On the day after the discovery of Arudhi’s cold body on the hard cement slabs of the Nairobi City Mortuary, there was an uproar in Parliament.
James Orengo, the MP for Ugenya, rose to say this: “I beg to ask the Minister of State, Office of the President, the following question by Private Notice: Is the Minister aware that on the 20th June, 1981, police searched the house of a Mr Nicodemus Odhiambo (Arudhi) in Nairobi in his absence?
“Is he further aware that Mr Odhiambo later reported to Shauri Moyo Police Station and the Criminal Investigation Headquarters as asked to do so by the police and that, thereafter, he was not seen again and his body was later found in the City Mortuary? Could he explain the circumstances that led to the death of Mr Odhiambo?”
The answer Orengo got added fuel to the legend of Daniel Nicodemus. It was given by Mr Isaac Salat, the Assistant Minister in the Office of the President.
He said: “Mr Deputy Speaker, I beg to reply. Mr Deputy Speaker, I would like to consider the three parts of the question as one. I am aware of the death, on the night of 21st and 22nd June, 1981, of Mr David Odhiambo son of Nicodemus, alias Daniel Odhiambo son of N. Owiti, alias Daniel Odhiambo son of Nicodemus, alias Daniel Nicodemus.”
This name was a favourite of people close to him. Fans who adored the work of his big boots also liked to mention her name alongside his. It was an expression of their appreciation of her motherly demeanour.
Her meat joint was a favourite of Nicodemus’ football crowd.
The man with all these names is one of the most colourful personages ever to wear the shirt of the Kenya national football team.
He is also the only sportsman whose fate would merit, even in infamy, debate in Parliament. His three jobs were playing for Kenya, helping Salome in her kiosk, and reportedly robbing people.
For the third, he regularly did time in police and remand jails.
Before his death, he had clocked two lengthy prison sentences.
He left behind a legend, which began when he was still alive.
People said that he was such an indispensable member of the national team that arrangements were routinely made to free him from jail for just the time needed to play for Harambee Stars in do-or-die matches – and then return him to serve out his term.
This wasn’t true, as his friend and teammate Allan Thigo explained, but it was coming from somewhere.

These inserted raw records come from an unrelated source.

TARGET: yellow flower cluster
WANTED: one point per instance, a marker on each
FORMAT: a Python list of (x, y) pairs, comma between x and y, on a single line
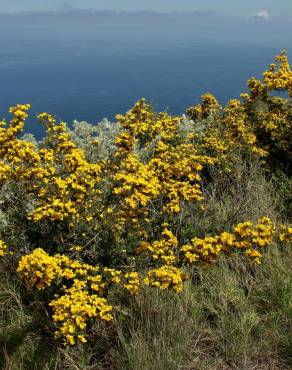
[(246, 236), (79, 302), (74, 308), (128, 212), (3, 248), (285, 233)]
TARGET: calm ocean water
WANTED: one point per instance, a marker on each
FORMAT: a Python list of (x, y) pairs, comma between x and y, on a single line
[(89, 73)]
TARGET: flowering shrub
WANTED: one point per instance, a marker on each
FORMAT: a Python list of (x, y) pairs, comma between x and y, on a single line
[(108, 204)]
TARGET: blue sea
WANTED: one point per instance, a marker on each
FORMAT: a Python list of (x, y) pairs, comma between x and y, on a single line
[(96, 71)]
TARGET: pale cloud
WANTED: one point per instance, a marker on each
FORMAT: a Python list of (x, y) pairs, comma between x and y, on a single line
[(261, 14)]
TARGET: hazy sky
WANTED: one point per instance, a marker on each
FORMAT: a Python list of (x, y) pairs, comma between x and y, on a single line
[(239, 7)]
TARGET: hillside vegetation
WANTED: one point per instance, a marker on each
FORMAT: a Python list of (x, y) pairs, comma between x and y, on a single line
[(156, 242)]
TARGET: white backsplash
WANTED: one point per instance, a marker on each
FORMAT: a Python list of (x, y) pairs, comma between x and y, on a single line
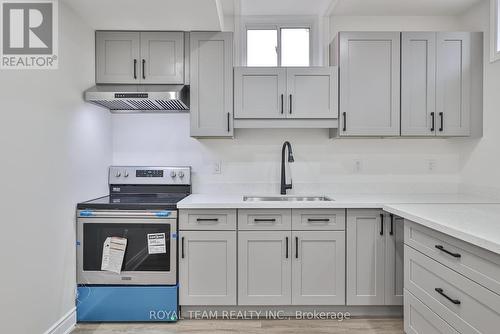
[(250, 163)]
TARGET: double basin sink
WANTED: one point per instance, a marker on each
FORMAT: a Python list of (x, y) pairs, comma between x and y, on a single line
[(286, 199)]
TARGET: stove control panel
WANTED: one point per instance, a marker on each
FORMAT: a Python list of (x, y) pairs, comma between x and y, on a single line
[(149, 175)]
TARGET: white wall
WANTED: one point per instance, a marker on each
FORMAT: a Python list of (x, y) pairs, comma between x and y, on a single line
[(481, 157), (250, 162), (55, 152)]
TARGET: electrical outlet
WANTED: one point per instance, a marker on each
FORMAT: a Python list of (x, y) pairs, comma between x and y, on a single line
[(358, 166), (217, 167), (431, 165)]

He was in and out of remand on bail so often that many people could no longer keep track of his status.
In January 1973, he appeared before a Nairobi court charged with stealing Sh10 at the Bird Cage Club along Government Road, since changed to Moi Avenue. He was released on bail.
When his shadowy job became known, nobody had the courage to talk to him about it. People just whispered.
One day, on his way to Starehe Boys Centre where he was an assistant director, Patrick Shaw, the mountainous crime buster of the 1970s, passed by Kariokor Market.
Thereafter, word swept through the team that he had told Salome: ‘Tell your boy to stop what he is doing or else I will stop him.’
Shaw was a police reservist who operated by his own rules, a system within a system.
He was so famous for issuing such warnings to the many criminals that he later executed in cold blood that this statement is eminently plausible.
It was thus only a matter of time before Nicodemus made his rendezvous with death. On the night of June 22, 1981, his bullet-riddled body was dumped on a slab at the City Mortuary. They buried him in his native village at Alego Ng’ia.
Of his team mates, only his best friend, William Chege Ouma, attended the funeral.
The rest were too scared of Shaw’s dreadful habit: he went to the funerals of his victims to scan the mourners using the common sense logic that funerals are attended only by a deceased person’s closest people.
Nicodemus’ team mates were apprehensive that Shaw might pounce on somebody.
In Parliament, the furore caused by this extra-judicial execution remains without equal for an ordinary sportsman.
His case was taken up by Orengo, then into his second year as a Member of Parliament after a sterling stint as a student leader at the University of Nairobi.